Devido a pressa com que se almeja concluir a trilogia, trechos importantes de história são iniciados e finalizados sem que o texto tenha tempo, fôlego e espaço para aprofundá-los. Em complemento, usando uma analogia com a produção e análise de filmes e seriados de televisão, é perceptível a mão da escritora no direcionamento, cortes e movimentos de “roteiro”. Ou se evita fornecer informações sobre como se chegou onde chegou em determinado momento narrativo, ou se alinha personagens, situações e consequências de maneira que seja possível consolidar determinado resultado sem necessitar de páginas de aprofundamento, explicação e alinhamento para tanto.

Saiba mais da trilogia O Legado de Orïsha

Por fim, com relação às escolhas de tradução e revisão da Editora Rocco, questiono a constante repetição de palavras iguais em frases subsequentes, a busca por similares brasileiros para palavras de origem africana – escolha tradutória que domestica os termos africanos e parece seguir percurso contrário aquele abordado ao longo do livro -, a maneira como frases e parágrafos se constroem de maneira simples, sem qualquer detalhamento, praticamente livres da vida que pulsava no texto do primeiro e segundo livros da trilogia em suas versões de língua inglesa. É verdade que não tive contato com a versão em inglês do último volume da série e, por esse motivo, não posso mensurar até onde os problemas que encontrei são de responsabilidade do texto de partida ou das estratégias de tradução, mas acompanhar textualmente os detalhes que acompanhei ao longo da leitura contribuíram ainda mais para o desanimo e sentimento de decepção com o livro.

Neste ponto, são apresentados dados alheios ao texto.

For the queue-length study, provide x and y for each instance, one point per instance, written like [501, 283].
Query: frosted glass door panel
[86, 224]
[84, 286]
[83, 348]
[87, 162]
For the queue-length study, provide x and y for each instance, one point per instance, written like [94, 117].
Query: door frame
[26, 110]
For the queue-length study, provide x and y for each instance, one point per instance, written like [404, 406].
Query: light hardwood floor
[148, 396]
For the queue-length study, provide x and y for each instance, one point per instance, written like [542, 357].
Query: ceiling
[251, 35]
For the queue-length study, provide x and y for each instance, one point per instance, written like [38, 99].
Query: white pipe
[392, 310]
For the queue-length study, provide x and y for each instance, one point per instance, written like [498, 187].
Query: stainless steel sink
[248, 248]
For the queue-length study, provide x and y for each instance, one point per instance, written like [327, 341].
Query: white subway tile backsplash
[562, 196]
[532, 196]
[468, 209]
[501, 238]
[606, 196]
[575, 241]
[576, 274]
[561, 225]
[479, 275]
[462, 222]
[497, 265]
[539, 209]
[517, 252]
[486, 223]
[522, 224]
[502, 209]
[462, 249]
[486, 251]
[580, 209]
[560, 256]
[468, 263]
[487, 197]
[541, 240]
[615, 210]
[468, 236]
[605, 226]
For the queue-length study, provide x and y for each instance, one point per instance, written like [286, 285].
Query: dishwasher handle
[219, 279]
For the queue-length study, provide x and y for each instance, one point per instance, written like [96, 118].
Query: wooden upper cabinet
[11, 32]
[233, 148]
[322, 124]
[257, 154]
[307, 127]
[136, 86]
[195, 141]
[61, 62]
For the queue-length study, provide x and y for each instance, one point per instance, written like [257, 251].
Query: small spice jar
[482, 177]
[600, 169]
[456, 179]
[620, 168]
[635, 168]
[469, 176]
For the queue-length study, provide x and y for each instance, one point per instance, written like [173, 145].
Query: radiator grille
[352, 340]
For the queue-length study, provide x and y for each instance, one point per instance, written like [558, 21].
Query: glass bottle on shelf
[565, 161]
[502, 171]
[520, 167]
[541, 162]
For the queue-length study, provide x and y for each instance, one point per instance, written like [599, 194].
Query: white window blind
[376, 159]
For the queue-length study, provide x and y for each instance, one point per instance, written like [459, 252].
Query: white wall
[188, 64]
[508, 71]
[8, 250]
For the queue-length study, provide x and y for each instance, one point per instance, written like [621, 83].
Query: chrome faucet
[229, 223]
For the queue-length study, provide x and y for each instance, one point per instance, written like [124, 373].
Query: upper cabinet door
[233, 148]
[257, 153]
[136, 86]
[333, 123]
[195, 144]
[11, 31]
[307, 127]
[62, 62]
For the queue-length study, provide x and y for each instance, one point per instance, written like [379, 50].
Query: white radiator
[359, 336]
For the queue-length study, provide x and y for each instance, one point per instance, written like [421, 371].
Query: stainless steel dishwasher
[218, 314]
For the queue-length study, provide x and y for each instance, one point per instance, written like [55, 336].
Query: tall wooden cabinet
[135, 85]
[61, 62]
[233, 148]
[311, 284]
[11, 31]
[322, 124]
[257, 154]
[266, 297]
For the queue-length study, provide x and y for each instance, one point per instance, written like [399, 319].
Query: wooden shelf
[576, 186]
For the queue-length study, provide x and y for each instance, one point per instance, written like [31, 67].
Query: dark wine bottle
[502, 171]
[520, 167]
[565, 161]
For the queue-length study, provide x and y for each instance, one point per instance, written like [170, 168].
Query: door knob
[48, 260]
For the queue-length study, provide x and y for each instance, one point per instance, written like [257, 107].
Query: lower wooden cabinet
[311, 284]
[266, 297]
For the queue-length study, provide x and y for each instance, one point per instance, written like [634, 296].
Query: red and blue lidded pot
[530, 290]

Filhos de Aflição e Anarquia poderia ter se subdividido em dois livros e, quem sabe assim, ter encontrado o fôlego necessário para abordar e aprofundar as temáticas e detalhes que sua autora buscou trabalhar. Filhos de Aflição e Anarquia poderia ter finalizado os arcos de personagem e percursos precedentes à publicação do terceiro livro e, quem sabe assim, ter finalizado a trilogia de maneira verosímil e condizente com aquilo que se vinha alinhando. Filhos de Aflição e Anarquia, como tantos e tantos leitores mencionaram, decepciona por abandonar seu potencial em detrimento de um caminho de opções com as quais não soube trabalhar habilidosa e racionalmente. Assim, pouco adianta adicionar quotes de grandes veículos de comunicação ou promessas de um filme que até o momento não deixou o plano das ideias… a história deixa de se sustentar em si mesma e, quando isso ocorre, percebe-se que o problema nunca esteve na história, mas sim em seu próprio processo de criação.